About

The Digital Feminist Network brings together feminist and queer scholars in Canada to provide a strong public facing network of experts that mobilize our expertise and shared resources in order to counter the ongoing threats posed by technology-facilitated gender-based violence practices circulating between online spaces and our university campuses. As growing evidence makes clear, there are direct connections between online hate and acts of physical violence against marginalized communities, amplified by hate-fuelled disinformation campaigns from organized far right groups online. Racialized, gendered, and queer communities are predominantly targeted by TFGBV, which as an umbrella term includes online intimidation, hate speech, rape threats, death threats, and public doxxing campaigns.

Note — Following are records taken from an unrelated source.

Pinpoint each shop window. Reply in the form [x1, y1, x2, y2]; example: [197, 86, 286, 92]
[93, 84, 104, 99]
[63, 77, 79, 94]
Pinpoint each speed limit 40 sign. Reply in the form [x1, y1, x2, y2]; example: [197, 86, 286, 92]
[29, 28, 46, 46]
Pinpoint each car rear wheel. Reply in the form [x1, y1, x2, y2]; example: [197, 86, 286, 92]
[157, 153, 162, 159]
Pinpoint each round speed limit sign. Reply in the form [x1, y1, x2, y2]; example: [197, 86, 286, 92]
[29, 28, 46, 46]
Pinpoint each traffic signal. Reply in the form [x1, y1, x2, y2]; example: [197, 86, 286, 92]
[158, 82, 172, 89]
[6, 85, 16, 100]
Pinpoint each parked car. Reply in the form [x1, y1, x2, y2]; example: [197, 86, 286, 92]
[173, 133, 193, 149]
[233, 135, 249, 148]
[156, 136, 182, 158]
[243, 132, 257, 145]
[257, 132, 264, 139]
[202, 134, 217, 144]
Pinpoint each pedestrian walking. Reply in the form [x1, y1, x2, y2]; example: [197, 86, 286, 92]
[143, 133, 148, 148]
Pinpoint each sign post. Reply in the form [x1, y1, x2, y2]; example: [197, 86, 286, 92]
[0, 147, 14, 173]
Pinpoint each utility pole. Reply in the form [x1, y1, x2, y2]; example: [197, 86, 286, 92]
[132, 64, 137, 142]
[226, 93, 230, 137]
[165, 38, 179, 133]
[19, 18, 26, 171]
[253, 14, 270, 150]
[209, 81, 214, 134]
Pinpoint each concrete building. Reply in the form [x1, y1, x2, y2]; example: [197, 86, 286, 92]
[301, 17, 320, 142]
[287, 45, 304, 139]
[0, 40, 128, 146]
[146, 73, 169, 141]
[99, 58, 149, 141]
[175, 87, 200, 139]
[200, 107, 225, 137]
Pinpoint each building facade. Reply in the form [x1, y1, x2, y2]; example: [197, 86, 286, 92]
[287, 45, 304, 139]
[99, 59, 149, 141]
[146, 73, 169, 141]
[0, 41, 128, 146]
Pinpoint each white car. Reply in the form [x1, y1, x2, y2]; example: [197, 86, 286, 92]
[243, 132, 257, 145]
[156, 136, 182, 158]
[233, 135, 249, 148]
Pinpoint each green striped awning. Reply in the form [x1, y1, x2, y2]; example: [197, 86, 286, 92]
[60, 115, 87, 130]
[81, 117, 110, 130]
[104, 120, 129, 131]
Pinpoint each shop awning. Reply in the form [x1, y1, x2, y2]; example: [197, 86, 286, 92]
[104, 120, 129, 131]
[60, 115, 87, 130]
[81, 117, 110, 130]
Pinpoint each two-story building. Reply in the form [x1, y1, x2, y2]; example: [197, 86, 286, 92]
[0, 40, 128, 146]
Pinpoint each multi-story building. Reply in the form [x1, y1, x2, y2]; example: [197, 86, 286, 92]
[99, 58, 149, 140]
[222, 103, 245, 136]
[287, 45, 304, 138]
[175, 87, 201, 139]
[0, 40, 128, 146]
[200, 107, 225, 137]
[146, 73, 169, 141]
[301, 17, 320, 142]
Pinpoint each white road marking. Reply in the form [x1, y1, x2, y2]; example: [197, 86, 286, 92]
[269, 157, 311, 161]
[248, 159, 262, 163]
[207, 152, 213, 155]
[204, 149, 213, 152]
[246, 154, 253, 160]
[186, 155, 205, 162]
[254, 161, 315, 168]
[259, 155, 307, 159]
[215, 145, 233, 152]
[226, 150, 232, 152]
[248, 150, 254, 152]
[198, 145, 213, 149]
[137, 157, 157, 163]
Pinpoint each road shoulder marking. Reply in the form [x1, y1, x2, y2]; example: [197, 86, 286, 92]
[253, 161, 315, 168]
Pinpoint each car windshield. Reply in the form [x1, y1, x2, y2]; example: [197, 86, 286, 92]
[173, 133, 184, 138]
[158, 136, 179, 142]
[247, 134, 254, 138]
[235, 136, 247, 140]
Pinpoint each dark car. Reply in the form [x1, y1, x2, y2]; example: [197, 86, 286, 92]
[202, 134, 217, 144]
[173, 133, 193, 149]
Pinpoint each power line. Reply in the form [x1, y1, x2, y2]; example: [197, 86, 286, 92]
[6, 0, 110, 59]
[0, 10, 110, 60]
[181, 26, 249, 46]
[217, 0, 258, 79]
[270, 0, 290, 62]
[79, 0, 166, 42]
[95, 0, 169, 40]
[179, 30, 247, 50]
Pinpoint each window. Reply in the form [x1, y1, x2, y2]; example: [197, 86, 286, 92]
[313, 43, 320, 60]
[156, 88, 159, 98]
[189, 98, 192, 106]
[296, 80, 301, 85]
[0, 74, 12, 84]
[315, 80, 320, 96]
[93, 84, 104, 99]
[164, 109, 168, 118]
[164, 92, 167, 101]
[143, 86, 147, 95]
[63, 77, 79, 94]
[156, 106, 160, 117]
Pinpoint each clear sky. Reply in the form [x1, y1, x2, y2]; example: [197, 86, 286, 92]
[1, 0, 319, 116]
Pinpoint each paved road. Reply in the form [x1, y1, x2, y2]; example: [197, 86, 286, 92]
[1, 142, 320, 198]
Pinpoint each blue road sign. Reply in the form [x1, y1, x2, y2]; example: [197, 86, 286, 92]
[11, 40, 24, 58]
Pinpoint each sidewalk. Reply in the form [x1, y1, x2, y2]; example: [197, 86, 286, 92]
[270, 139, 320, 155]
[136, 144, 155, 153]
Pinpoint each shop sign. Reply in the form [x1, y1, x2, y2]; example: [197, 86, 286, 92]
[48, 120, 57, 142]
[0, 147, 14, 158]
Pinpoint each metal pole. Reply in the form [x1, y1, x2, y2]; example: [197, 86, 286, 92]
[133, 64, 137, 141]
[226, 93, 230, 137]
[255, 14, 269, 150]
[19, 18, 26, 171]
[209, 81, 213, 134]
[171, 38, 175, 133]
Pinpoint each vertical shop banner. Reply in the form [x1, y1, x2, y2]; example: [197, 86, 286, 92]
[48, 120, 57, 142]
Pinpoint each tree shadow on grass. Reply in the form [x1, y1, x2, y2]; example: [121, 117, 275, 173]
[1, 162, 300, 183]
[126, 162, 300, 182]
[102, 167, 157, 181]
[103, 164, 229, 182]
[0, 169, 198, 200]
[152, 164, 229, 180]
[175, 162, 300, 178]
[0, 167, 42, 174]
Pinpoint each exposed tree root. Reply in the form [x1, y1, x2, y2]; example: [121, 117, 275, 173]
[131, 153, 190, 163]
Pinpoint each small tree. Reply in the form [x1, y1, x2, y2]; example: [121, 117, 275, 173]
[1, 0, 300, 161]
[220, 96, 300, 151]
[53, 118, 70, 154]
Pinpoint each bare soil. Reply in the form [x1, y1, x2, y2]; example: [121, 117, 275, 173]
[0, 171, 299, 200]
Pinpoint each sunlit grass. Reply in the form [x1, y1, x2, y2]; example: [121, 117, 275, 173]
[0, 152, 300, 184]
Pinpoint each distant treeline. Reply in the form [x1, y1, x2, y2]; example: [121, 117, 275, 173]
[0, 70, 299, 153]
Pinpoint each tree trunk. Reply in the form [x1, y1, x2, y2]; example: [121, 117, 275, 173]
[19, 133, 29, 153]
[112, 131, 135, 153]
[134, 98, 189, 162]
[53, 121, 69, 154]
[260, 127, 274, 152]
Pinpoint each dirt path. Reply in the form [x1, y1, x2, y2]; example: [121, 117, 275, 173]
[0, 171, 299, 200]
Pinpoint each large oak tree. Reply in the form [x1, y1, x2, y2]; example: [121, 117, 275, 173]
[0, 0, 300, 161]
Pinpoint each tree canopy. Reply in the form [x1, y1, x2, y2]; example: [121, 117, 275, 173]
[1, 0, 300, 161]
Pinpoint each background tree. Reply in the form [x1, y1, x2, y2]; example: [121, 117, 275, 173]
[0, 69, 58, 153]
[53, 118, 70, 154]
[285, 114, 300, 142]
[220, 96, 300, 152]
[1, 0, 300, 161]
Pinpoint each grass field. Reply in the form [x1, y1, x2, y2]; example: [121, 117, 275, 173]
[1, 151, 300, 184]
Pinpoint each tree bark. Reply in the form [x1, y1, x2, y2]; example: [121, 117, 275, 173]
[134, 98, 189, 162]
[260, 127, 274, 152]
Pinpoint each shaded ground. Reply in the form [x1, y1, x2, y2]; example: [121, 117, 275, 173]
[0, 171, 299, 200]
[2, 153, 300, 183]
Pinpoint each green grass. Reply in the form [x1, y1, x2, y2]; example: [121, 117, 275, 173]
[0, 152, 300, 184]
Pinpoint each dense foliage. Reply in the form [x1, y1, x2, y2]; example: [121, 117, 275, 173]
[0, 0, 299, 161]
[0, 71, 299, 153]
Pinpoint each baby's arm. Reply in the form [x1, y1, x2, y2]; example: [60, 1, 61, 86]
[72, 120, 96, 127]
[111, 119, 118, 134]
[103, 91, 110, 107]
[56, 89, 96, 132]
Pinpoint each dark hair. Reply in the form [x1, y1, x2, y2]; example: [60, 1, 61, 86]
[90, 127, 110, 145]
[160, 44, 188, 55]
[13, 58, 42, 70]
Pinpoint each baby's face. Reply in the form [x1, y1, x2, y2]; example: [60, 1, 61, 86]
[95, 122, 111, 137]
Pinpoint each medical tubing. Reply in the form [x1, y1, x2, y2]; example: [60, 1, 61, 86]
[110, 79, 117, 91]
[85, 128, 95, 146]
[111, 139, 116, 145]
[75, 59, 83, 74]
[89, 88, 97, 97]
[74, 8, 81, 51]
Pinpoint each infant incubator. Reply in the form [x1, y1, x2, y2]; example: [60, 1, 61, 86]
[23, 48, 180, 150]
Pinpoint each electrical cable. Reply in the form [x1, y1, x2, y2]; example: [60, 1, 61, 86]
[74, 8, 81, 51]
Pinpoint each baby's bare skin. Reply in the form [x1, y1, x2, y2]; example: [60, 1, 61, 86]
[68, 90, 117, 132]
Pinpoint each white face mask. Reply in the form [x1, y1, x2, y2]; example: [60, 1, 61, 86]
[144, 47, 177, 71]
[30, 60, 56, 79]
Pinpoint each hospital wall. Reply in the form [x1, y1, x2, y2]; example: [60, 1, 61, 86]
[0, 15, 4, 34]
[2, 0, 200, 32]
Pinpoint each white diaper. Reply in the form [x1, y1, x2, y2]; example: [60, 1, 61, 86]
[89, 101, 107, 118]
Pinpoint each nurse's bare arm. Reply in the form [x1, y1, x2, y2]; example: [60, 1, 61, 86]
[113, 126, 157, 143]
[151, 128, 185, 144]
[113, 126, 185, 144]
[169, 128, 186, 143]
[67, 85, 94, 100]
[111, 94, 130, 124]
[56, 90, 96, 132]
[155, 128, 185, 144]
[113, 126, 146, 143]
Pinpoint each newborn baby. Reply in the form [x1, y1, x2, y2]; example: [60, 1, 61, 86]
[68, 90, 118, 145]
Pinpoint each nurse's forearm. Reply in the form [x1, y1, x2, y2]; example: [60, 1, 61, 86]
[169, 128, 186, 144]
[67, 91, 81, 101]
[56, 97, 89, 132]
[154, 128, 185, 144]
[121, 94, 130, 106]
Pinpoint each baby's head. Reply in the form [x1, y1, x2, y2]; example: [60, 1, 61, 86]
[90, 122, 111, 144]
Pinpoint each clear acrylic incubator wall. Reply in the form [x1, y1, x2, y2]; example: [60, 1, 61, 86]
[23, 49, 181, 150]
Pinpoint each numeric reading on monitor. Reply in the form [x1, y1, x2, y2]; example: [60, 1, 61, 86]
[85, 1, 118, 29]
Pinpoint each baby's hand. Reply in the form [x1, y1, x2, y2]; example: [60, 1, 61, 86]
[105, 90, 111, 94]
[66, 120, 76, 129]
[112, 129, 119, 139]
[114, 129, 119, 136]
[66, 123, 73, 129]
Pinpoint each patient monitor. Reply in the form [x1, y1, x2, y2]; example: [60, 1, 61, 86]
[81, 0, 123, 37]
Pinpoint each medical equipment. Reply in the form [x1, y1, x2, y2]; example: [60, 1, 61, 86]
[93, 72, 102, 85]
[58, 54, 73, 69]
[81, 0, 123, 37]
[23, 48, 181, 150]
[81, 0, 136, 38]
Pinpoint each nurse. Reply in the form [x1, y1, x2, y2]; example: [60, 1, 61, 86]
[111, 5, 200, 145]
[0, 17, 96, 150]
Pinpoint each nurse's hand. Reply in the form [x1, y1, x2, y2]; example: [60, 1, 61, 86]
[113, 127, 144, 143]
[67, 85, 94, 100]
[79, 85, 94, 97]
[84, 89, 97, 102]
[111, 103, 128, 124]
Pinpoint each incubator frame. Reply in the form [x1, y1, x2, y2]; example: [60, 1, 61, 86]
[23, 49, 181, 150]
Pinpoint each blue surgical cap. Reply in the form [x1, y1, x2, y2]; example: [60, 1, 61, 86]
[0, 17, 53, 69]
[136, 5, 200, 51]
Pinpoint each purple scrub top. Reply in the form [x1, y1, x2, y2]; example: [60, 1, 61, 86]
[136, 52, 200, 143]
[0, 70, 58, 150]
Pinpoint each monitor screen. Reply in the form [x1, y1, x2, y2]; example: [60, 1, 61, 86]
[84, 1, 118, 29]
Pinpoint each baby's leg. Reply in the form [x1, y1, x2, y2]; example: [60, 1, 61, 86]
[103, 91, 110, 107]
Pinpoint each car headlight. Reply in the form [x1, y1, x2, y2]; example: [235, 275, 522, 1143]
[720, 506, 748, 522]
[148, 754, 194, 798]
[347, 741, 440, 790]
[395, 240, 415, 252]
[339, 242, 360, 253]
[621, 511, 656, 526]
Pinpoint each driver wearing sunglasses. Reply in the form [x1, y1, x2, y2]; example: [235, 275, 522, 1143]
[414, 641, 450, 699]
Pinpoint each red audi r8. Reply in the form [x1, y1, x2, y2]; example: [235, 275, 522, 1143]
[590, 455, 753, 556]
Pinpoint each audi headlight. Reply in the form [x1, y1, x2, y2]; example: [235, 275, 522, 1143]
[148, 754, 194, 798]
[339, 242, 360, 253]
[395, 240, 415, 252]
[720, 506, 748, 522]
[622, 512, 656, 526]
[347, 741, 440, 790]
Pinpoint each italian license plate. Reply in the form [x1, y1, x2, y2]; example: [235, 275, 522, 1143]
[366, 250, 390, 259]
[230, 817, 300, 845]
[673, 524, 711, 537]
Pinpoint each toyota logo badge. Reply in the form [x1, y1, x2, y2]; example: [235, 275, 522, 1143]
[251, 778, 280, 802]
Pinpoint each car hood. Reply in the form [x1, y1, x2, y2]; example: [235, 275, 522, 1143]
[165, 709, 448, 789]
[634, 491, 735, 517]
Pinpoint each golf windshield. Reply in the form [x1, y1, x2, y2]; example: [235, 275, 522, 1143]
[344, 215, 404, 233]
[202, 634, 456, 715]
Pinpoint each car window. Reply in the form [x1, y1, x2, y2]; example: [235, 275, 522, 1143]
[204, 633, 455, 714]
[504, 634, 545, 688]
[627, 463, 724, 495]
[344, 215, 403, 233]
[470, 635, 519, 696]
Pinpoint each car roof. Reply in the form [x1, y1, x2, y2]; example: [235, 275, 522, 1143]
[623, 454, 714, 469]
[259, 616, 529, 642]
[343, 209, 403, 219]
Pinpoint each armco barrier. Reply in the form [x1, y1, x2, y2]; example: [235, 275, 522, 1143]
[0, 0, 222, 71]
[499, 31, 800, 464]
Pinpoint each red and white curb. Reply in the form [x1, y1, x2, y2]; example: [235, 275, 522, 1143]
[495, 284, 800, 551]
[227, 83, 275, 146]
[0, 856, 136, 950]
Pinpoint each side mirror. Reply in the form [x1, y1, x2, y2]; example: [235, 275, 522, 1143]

The DigFemNet network presently includes four Ontario-based partner universities including the University of Waterloo, the University of Ottawa, York University and McMaster University. Through a series of practice-based research initiatives the network aims to jointly develop publicly accessible information around the relationship between technology-facilitated gender-based violence, or TFGBV, and its manifestations on our campuses, as well as how to counter it with actionable outcomes. The group’s combined expertise in practice-based research-creation methods, digital cultures and technologies and our shared scholarly commitment to intersectional forms of gender equity will help us collectively undertake this timely and necessary work. This nascent network offers a small-scale model that we hope to scale up to a national and then international network in the next decade.

This multi-year project aims to study how gender-based hate operates online and in learning spaces by collecting oral and visual histories of women, non-binary, and femme presenting scholars and students surrounding their experiences of studying and speaking on feminist issues in public space. A variety of participant engagement activities will invite interested academics and activities in our campus communities to share through story, sound walks, and zine making. The information collected will be shared in a digital exhibition in 2025.